Marie 12-22-2004 10:44 AM

Hi Skinny and TOF, I hope both of you are doing great and enjoying the holidays. I do love this time of year. I love buying presents for my sons. I think I look forward to Christmas morning more than they do.

I braved the scale this morning and I'm still maintaining at 188. I was very thankful for that. The way I have been eating, I wasn't sure what was going to happen. But since I just nibble through the day instead of eating real meals, I think that balanced out the calories so that I'm not going overboard. Although maintaining is the goal for the next week and a half, I've got to stop nibbling and eat real meals. So today that is my goal. Real meals and no munchies. Now, can I do it? For some reason, I doubt it but I'm going to try.

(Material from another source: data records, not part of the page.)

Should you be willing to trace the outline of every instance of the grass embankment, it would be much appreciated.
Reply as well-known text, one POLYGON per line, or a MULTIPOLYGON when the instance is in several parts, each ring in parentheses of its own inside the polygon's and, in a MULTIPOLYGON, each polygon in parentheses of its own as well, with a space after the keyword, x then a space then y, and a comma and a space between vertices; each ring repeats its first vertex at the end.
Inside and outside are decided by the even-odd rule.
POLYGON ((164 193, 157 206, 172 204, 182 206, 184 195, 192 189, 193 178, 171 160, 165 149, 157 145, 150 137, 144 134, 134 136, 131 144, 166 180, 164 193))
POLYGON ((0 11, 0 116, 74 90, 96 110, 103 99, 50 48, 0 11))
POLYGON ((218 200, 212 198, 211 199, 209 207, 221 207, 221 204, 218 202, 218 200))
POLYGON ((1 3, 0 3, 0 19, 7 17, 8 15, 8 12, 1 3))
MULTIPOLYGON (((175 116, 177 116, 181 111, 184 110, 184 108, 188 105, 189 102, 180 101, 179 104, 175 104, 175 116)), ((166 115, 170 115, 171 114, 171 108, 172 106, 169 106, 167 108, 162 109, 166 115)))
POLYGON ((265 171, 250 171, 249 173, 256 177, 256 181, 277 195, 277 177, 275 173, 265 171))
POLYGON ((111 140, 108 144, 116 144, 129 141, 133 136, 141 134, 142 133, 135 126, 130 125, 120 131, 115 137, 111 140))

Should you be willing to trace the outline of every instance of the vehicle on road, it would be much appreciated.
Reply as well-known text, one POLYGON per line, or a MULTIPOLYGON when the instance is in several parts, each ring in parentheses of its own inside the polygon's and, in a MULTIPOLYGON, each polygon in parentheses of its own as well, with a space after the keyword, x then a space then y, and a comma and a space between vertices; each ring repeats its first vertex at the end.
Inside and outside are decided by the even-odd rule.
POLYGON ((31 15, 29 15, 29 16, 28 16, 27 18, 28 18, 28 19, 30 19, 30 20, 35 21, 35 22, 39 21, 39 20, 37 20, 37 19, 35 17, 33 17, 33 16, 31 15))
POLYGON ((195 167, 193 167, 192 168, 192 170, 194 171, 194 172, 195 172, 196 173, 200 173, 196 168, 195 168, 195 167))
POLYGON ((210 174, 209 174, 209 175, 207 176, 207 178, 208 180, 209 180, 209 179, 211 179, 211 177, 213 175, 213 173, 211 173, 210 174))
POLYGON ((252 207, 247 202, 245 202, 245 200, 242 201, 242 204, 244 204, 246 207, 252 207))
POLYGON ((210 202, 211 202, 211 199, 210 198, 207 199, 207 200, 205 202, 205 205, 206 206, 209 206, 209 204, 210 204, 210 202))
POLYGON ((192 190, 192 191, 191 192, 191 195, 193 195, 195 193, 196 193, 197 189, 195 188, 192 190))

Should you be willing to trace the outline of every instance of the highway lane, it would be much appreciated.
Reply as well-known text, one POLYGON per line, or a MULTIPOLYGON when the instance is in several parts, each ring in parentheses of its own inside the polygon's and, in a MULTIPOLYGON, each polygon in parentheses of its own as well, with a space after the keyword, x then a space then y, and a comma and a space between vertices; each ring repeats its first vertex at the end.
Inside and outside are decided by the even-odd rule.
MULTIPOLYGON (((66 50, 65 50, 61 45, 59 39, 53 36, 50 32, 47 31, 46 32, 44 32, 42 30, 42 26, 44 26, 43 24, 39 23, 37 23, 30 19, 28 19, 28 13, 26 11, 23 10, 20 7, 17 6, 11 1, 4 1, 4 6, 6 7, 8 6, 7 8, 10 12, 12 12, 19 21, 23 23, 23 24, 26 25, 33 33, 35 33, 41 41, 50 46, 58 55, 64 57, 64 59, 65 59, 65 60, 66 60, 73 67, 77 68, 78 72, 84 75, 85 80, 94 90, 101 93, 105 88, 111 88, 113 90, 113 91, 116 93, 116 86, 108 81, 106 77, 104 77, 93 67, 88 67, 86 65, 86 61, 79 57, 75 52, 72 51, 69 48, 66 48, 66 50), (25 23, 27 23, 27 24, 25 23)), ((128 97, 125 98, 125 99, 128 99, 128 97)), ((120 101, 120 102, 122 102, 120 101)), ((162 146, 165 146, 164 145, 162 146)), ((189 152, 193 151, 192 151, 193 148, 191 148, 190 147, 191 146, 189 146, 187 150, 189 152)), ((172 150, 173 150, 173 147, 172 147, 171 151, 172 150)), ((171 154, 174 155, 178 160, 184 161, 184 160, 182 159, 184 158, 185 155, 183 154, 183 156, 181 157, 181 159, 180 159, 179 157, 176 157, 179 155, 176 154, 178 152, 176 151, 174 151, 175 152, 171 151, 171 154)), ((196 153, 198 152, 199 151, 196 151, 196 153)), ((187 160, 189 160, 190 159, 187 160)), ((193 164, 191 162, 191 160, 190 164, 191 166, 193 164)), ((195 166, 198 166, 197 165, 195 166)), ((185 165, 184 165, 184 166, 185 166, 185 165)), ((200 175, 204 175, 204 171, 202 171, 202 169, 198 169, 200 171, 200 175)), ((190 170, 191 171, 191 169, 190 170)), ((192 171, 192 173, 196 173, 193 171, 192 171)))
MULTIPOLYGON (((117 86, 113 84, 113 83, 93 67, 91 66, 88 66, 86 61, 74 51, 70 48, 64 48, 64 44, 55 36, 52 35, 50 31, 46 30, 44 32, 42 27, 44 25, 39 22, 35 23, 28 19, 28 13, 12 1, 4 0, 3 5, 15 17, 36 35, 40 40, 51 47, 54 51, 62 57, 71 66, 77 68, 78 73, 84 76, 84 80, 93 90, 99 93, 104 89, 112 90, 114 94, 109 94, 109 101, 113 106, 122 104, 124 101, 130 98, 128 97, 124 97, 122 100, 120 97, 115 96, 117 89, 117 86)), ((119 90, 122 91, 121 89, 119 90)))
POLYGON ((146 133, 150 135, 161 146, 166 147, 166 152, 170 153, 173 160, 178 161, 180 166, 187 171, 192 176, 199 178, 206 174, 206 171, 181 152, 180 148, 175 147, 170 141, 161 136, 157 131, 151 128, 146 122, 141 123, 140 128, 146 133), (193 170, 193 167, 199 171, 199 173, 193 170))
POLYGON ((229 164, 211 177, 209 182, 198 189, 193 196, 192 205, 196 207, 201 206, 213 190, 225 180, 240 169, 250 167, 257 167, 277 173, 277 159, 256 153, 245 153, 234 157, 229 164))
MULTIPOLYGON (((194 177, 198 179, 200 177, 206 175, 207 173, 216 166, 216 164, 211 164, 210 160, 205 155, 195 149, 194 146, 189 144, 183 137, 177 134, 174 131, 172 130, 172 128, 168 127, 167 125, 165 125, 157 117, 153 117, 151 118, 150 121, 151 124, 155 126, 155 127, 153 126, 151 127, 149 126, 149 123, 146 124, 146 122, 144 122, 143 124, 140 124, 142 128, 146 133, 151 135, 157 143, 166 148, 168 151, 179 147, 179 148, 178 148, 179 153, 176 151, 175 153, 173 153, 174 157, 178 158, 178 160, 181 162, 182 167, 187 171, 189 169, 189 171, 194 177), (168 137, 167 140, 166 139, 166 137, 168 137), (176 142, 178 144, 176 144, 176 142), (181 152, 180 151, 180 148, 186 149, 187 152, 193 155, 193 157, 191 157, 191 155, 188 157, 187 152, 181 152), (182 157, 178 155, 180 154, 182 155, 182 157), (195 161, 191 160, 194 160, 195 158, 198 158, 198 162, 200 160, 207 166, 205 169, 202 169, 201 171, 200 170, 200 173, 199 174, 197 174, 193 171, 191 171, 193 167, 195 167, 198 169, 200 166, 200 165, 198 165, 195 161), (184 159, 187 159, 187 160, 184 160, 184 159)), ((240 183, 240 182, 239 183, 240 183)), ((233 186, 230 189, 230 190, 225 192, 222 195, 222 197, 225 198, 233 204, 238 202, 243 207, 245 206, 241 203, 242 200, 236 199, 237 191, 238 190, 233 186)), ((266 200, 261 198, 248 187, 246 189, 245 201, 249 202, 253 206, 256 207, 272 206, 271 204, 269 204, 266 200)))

I used my Gazelle yesterday for 20 minutes. I was tired at the end so I think I got a good workout. Because I'm trying to lose weight, I am going o do it every day with a goal of 5 days per week. That's always my goal with exercise. Sometimes I make it and sometimes I don't. But I try and that's what keeps me on track.

I set up another web site and I'm just starting to put it together with Dreamweaver. I thought that would be a good vacation project so that I could practice what I learned in the class. And since I'm now our district's webmaster (officially) I wanted to learn a few things. So I'm designing a site for my dogs. I got free domain registration and hosting so it's not costing me anything.

Well, have a great day and enjoy yourselves. Eat healthy and keep maintaining. The losing season is almost upon us and we're going to do great.
Marie

tiredoffat 12-22-2004 07:08 PM

Hi all. Great to hear from you. Today I indulged again and found that I felt worse and look worse. The healthy food and careful eating does a lot for my attitude, feelings and looks. I finished off with a salad. It's busy. I have a lot of wrapping to do. Next year I'm going to strategize about how to change some unhealthy traditions into healthy traditions. Hopefully the next few days won't be too bad now that I've had a chance to eat a lot of chocolate and a few other treats. Other than the Christmas and Christmas eve dinners I hope I'll get on track and maybe even fit in a little exercise since I'm off work! Take care. Hope all is well. I plan to weigh myself on 1/15 or so once I'm fully back on track. Hopefully I won't see any gain and maybe even see another loss by then.

tiredoffat 12-23-2004 10:46 PM

Merry Christmas to all! Just checking in to see if everyone is doing well. Have a great holiday! I'll be back in a day or two.

Marie 12-24-2004 01:33 PM

TOF and Skinny, have a great Christmas. Things are going good here. I've been exercising and that's a good thing for me. Eating - I'm still a bum and am eating unhealthy but I did buy vitamins so that at least I have some healthy stuff going in me.